Not at all. Hidden variables do not imply that at all. That is what I've been explaining to you all along, the measured ones are not from the same particles as the unmeasured ones in the inequality.
But they are drawn from the same ensemble; hence, measured or not, their statistical properties are the same. Again, think of an urn from which value-assignments are drawn (immediately before a measurement is made): there is some definite value that any measurement, were you to perform it, would yield; this does not depend on which measurement you actually perfom. Hence, whether I actually measure A and B or C and D does not make any difference---it couldn't, otherwise we would violate the assumption of the existence of values revealed by the measurement that are independent of which measurements are made.
minkwe wrote:The relationship between the measured and unmeasured ones in the same set of particles is not the same relationship between measured ones in one set, and measured ones in another set. The symmetry inherent in the structure of a coin that links the H to the T such that when you measure one you definitely does not get the other, does not exist between the H of one coin and the T of another coin.
No, but if you toss another from the same ensemble (or re-toss the original coin), then H and T will have the same probability of appearing as in the first coin. And if you toss two correlated coins, and then toss a second pair of correlated coins, then HH and TT will have the same probability of appearing in both runs.

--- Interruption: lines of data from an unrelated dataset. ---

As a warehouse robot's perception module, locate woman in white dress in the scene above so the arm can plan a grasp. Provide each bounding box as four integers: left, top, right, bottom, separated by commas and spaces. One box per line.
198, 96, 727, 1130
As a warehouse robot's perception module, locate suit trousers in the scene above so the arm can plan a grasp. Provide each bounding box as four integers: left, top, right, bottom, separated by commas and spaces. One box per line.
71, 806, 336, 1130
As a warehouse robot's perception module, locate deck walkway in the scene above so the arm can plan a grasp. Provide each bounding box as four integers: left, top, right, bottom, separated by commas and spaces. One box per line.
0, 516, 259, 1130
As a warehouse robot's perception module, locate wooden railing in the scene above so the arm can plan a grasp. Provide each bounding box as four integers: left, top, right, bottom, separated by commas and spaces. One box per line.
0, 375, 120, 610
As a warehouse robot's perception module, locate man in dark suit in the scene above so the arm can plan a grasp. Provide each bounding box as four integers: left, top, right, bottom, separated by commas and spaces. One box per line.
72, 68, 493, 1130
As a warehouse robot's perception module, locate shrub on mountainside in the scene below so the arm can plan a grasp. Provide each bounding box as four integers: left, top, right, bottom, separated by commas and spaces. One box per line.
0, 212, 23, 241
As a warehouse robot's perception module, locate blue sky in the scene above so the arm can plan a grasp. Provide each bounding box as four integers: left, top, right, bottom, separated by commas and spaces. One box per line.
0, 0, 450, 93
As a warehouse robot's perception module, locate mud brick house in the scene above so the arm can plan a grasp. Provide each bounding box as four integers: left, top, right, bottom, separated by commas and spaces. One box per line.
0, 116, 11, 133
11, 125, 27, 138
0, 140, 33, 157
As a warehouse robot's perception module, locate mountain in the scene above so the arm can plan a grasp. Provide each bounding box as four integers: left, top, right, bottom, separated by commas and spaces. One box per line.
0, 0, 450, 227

That is, if you divide an ensemble of a large number of correlated coins in two, then the correlation you get from the first subensemble will, to witin statistical errors, be equal to that in the second. And if you had to different ways of tossing a coin, such that a coin tossed way one yields either H or T, and tossed the second way yields either X or Y, and you use the first half of the ensemble of coin pairs to find out the correlation between to coins when tossed the H-T way, then you know that the second half of the ensemble will show the same correlation (to within statistical discrepancies), so that if you use the second half of the ensemble to estimate the X-Y correlation, you'd know both the H-T and X-Y correlation across the whole ensemble. This is what happens in Bell tests.
minkwe wrote:If I toss a coin, I get H, the counter-factual outcome is constrained by symmetry of the coin to be T. It must be in this case. But If I toss one coin and get H, there is absolutely nothing which constrains a second toss even of the same coin to be T.
And I'm not saying that. I'm merely saying that the second coin toss has the same probability of coming up H or T as the first one did.
minkwe wrote:Jochen wrote:I think I understand quite well what's going on there, and hence you should be able to anticipate my response: get rid of the nondetections in the first, or of the failures to produce particle pairs in the second, and then we can talk. A local realistic strategy should work just as well in the case of ideal detectors and sources.
You think you know but I think you don't. Please explain and justify why you think I should change the models before we can talk.
Because you violate an inequality that is known not to hold in the scenario you analyze. What's the problem?
minkwe wrote:1) You continue to claim that local HV theories must always produce joint PD, in which case you show me the disturbance or non-locality in my simulations
2) You admit that I'm right, that local HV theories do not always have to produce a joint PD, in which case Bell's inequalities do not apply to cases in which they do not, such as epr-simple/epr-clocked.
3) I point out to you that the violation of a Bell inquality in a scenario it does not apply to does not show anything regarding the question of a LHV-completion of quantum mechanics.